Relative basal and stimulated levels of tristetraprolin (TTP), ZFP36L1, and ZFP36L2 transcripts in cultured human monocytes. The real-time polymerase chain reaction (PCR) values were normalized to the geometric mean of four internal transcript controls and against PBS-treated cells at corresponding time points, then converted to 2^-ΔΔCt to obtain expression level values for the TTP, ZFP36L1, and ZFP36L2 transcripts, shown in (a) as means ± s.e.m. from cultures derived from five individual subjects. These expression levels from the three transcripts can be compared with each other within subjects, because the primer/probe sets for each gene yielded equivalent PCR amplification efficiencies and fluorescence intensities, and the data were normalized to control for plate-to-plate variations. The basal levels are similar for each of the three genes in resting monocytes, shown as 0 hours after lipopolysaccharide (LPS) in (a) and t = 0 in (b).
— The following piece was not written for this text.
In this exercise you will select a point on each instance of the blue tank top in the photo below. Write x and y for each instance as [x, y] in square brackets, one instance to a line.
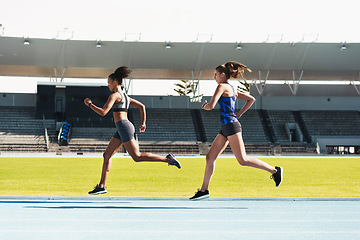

LPS treatment for 1 hour stimulated the expression of all three genes; however, after 1 hour of exposure to LPS, TTP levels were increased most markedly (a and b, right panel). In unstimulated cells, mean levels of all three transcripts representing TTP 'equivalents' were approximately equal (b, left panel). However, after 1 hour of stimulation with LPS, TTP represented about 69% of TTP equivalents, compared with 21% for ZFP36L1 and 10% for ZFP36L2.